= Cre-A Ramakrishnan =

Tamil publisher

S Ramakrishnan, commonly known as Cre-A Ramakrishnan (Note: க்ரியா ராமகிருஷ்ணன்) (18 June 194517 November 2020), was an Indian publisher and editor who founded Cre-A Publishing. (Note: க்ரியா பதிப்பகம்) He is known for making major contributions to Tamil contemporary literature and vocabulary though Cre-A, including the introduction of several editing and translation practices, and for producing one of the most used modern dictionaries of the language.

==Biography==
S Ramakrishnan was born on 18 June 1945 in Chennai. Although he was born into a Telugu Brahmin family and natively spoke the language, he considered himself Tamil, and was drawn to Tamil literature from his youth. After a stint at Loyola College, Ramakrishnan entered an "informal group... driven by a thirst for books", which included writers such as Gnanakoothan, and published a literary magazine called Ka Sa Da Tha Pa Ra with them in the 1960s. Following some time working for an advertising agency and "being with books" for two years, where he started thinking about trying to increase the quality of Tamil books and make them on-par with English-language publishing, Ramakrishnan started Cre-A Publishers in 1974 to achieve that mission, with the first work published being a compilation of plays by Na Muthuswamy titled Naarkaalikaarar. The name was based on his friend Jayalakshmi, who Ramakrishnan described as "instrumental in introducing me to this field" in an interview; she had originally mentioned the name and pointed out it rhymed with "Jaya" in jest.
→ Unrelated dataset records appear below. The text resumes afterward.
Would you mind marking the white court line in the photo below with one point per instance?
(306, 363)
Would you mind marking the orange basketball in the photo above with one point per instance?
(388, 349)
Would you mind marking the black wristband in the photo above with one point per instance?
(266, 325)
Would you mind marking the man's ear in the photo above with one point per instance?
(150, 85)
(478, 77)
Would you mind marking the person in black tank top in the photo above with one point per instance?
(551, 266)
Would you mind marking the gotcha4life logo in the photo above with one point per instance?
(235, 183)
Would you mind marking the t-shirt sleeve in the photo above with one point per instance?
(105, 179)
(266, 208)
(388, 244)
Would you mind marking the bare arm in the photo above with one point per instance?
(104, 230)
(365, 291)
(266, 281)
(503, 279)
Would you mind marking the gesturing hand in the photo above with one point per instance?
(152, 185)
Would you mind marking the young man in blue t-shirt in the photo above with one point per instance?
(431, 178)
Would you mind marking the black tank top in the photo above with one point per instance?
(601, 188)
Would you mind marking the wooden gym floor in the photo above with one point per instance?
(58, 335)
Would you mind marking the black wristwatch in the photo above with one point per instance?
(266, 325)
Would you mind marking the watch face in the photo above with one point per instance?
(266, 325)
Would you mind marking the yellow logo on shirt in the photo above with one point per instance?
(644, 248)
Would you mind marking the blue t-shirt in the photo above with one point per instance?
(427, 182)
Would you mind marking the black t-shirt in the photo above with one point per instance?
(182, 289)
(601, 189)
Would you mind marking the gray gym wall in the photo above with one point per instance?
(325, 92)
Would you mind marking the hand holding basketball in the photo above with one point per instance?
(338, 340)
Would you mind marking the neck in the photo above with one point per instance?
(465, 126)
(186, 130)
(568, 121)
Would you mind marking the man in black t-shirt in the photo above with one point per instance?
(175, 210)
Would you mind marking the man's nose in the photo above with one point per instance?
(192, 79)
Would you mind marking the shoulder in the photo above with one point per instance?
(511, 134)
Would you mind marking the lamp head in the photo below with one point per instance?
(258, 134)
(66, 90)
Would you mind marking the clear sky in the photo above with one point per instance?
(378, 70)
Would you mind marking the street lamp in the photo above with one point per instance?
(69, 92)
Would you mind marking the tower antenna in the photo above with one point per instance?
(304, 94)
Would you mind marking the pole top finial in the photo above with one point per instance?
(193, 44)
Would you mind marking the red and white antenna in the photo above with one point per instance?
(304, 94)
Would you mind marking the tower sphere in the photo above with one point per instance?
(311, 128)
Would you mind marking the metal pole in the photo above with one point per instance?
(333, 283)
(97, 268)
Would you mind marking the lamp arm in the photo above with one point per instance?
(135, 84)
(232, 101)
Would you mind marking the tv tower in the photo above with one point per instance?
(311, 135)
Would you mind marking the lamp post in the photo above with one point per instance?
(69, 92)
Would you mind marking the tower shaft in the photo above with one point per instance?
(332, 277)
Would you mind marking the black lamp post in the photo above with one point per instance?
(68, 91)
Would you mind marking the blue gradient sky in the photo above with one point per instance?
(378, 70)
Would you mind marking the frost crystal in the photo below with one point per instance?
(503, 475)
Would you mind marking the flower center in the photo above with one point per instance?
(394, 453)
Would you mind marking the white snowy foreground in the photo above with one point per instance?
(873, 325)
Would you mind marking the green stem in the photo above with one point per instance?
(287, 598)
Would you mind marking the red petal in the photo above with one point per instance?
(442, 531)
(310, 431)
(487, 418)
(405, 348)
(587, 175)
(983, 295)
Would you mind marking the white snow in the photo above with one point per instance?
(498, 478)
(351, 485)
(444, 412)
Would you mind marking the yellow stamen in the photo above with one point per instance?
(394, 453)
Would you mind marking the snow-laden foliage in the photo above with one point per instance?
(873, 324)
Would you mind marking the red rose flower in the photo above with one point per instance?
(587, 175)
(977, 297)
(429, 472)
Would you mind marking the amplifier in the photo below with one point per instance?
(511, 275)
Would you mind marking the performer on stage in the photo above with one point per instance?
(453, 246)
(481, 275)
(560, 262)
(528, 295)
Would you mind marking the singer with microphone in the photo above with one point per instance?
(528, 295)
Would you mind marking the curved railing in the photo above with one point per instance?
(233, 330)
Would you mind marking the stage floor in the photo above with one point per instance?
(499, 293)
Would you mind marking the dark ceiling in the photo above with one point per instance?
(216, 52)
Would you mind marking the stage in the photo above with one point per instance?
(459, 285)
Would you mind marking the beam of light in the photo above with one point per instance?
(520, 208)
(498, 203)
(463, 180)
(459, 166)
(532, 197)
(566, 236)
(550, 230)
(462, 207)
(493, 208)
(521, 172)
Cre-A was initially known for its translations, particularly direct, high-quality ones from French and German for authors such as Franz Kafka and Albert Camus. It also published some earlier works of now-renowned writers such as Ambai, Imayam and Sundara Ramaswamy. It later grew in scope, growing to publish works on "[the] environment, healthcare, agriculture, modern Western philosophy and technology" as well as Tamil translations of Hindi, Bengali and Kannada literature from 1978 onward. Through his experience with publishing, Ramakrishnan decided to fill the need for a contemporary Tamil dictionary, having realized that no such product had been produced yet and concerned about the apparent "lack" of Tamil lexical development, and thus started working on the Cre-A Dictionary of Contemporary Tamil, (Note: க்ரியாவின் தற்காலத் தமிழ் அகராதி) which began development in 1985 and was released in 1992. A review in The Journal of Asian Studies of the second edition, published in 2008, stated that it had become "the most reliable, detailed, and useful dictionary of contemporary Tamil" by then. The second edition added new terms, including Sri Lankan regional vocabulary, and new drawings; while the review praised this, it also stated that more regional terms should be added and the dictionary's focus on standard written Tamil limited its potential. He also played pivotal roles in establishing Roja Muthiah Research Library in Chennai, MOZHI public trust and co-founded the Koothu-P-Pattarai avant-garde theatre group with Na Muthuswamy.

During the COVID-19 pandemic in India, Ramakrishnan contracted the disease and was admitted to the Tamil Nadu Government Multi Super Speciality Hospital in 2020. Despite this, he continued to edit the third edition of the dictionary from his hospital bed to meet its November 13 release date. Four days later, Ramakrishnan died from the disease at the age of 75; a number of Tamil political figures, including then Chief Minister Edappadi K. Palaniswami, subsequently issued statements of tribute, and linguist-cum-Indologist David Dean Shulman eulogized him, stating that "he was the living heart of modern Tamil".

== Legacy ==
In November 2021, a book was launched by The Hindu Publishing Group titled Book Culture in Tamil: Essays in Memory of Cre-A Ramakrishnan in remembrance of him.